Artist

DJ Kool

Genre: Rap ,Party Rap ,Club/Dance ,Go-Go ,Funk
Origin: U.S.A
Active: 1979 - Present
Listen on Coda
A blend of upbeat go-go grooves and hip-hop’s foundational block-party energy propelled DJ Kool into prominence amid rap’s late-’90s revival of old-school styles. Long active on the D.C. go-go scene, he had served as warm-up DJ for Rare Essence throughout the early and middle years of the 1980s before entering the studio in 1988, where he sought to translate the spontaneous energy of live performance into recorded hip-hop. His debut full-length, The Music Ain't Loud Enuff, leaned heavily on call-and-response patterns reminiscent of both early hip-hop and go-go while also featuring the hip-house cut “House Your Body,” introduced by a strikingly precise spoken overview of house music’s origins.

He brought that same energy to a live setting with the 1992 mini-LP 20 Minute Workout, captured onstage in Richmond, VA, and issued on Steve Janis’ CLR Records.
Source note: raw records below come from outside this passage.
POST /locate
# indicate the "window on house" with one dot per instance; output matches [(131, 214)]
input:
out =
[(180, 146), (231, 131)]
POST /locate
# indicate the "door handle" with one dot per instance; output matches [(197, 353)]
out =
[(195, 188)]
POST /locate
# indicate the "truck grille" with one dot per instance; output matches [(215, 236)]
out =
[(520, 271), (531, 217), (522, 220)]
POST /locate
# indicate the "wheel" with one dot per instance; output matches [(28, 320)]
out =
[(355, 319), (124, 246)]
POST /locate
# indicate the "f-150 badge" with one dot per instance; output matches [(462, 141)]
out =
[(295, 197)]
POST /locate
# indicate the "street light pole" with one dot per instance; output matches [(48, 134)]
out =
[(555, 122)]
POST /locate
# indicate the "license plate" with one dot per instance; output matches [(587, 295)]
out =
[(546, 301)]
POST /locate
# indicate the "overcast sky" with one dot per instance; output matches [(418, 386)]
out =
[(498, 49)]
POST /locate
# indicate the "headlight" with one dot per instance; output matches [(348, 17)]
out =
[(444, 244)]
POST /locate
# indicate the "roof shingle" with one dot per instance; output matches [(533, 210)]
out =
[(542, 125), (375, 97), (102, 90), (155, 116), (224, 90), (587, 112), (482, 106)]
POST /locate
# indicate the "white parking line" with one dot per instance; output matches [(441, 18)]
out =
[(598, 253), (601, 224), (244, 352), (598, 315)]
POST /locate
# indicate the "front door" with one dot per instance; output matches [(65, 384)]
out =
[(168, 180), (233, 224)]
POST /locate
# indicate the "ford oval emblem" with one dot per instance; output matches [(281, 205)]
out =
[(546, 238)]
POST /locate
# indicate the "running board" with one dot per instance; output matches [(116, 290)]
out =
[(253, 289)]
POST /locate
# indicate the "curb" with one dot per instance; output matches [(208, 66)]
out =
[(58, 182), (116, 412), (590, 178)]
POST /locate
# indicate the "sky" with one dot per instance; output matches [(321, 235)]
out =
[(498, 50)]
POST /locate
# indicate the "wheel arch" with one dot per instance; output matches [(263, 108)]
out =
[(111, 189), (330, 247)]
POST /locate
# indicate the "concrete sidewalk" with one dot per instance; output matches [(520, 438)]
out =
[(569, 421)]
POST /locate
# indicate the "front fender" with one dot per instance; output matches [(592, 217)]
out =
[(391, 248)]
By the release of 1996’s Let Me Clear My Throat—largely taped before audiences in Philadelphia—word of Kool’s command of a crowd had begun circulating through the East Coast underground. American Recordings emerged victorious from a five-way bidding war and re-released Let Me Clear My Throat in early 1997; Funkmaster Flex and Mark the 45 King supplied remixes of the title track, the latter drawing on his own underground favorite “The 900 Number,” and the single rose to the rap Top Five. Mid-2000 saw Kool team with Fatman Scoop for a reworked version of Rob Base’s classic “It Takes Two.”